Israeli Prime Minister Benjamin Netanyahu, who is facing his fourth re-election battle in two years, is courting Arab Israelis.
“A new era begins today,” Netanyahu said during a visit this month to Nazareth, Israel’s largest Arab city.
Netanyahu, threatened by a damaging split in his Likud party, has made several stops in a game-changing charm offensive toward Arab voters.
Photo: AP
At a vaccination center in Umm al-Fahm on Jan. 1, he highlighted Israel’s rapid inoculation program amid the COVID-19 pandemic, while in Nazareth he promised investment and anti-crime initiatives, and apologized for potentially offensive past remarks.
Arab Israelis — usually Palestinians who stayed on their land following the Jewish state’s creation in 1948, and their descendants — make up about 20 percent of the country’s roughly 9 million people.
The community’s growing political importance was evident in the last vote, in March last year, when the mainly Arab Joint List alliance won an unprecedented 15 seats in the 120-member Knesset, forming a key part of the anti-Netanyahu bloc.
Netanyahu has on several occasions in the past few years called some Arab Israelis and their political leaders terrorism supporters and enemies of the state.
Experts described his new pitch to Arabs as a nuanced political maneuver aimed at boosting his own support, while also sowing enough political chaos to discourage some Arabs from voting, thereby trimming the influence of his Arab rivals.
Netanyahu is seeking to “win Arab votes, but especially wants to weaken the Joint List,” Tel Aviv University political science professor Jamal Amal told reporters.
Among Netanyahu’s record of anti-Arab rhetoric, a statement from Israel’s 2015 election stands out.
In a polling-day bid to energize supporters, he warned that Arab Israelis were voting “in droves” and suggested that left-wing groups had bussed Arab citizens to polling stations.
Then-US president Barack Obama accused Netanyahu of portraying Arab Israelis as “an invading force.”
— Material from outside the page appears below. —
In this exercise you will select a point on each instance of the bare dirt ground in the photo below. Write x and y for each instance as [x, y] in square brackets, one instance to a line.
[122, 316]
Arabs have long complained of discrimination by Israeli police and say that their plight has worsened since Netanyahu returned to power in 2009.
The Israeli Nation-State law passed in 2018, which declared Israel as the “national home of the Jewish people,” was widely perceived as legally downgrading Arabs as lesser citizens.
Despite that record, Netanyahu has often argued that his governments have invested heavily in minority communities and “done more for Arabs than any other government.”
While some protesters in Nazareth attempted to shout Netanyahu down, he secured an endorsement from the city’s mayor, Ali Salam.
Netanyahu, known as the great survivor of Israeli politics, faces the daunting challenge of securing a 61-seat Knesset majority in Israel’s March 23 election.
Multiple recent polls suggest that Likud defector Gideon Saar, who has formed his own New Hope party, could peel a substantial number of seats away from Netanyahu.
Saar has categorically ruled out joining a Netanyahu-led government.
The pledge, if true, could deliver a hammer blow to the prime minister, who failed to secure a majority in three elections since April 2019 when Likud was united behind him.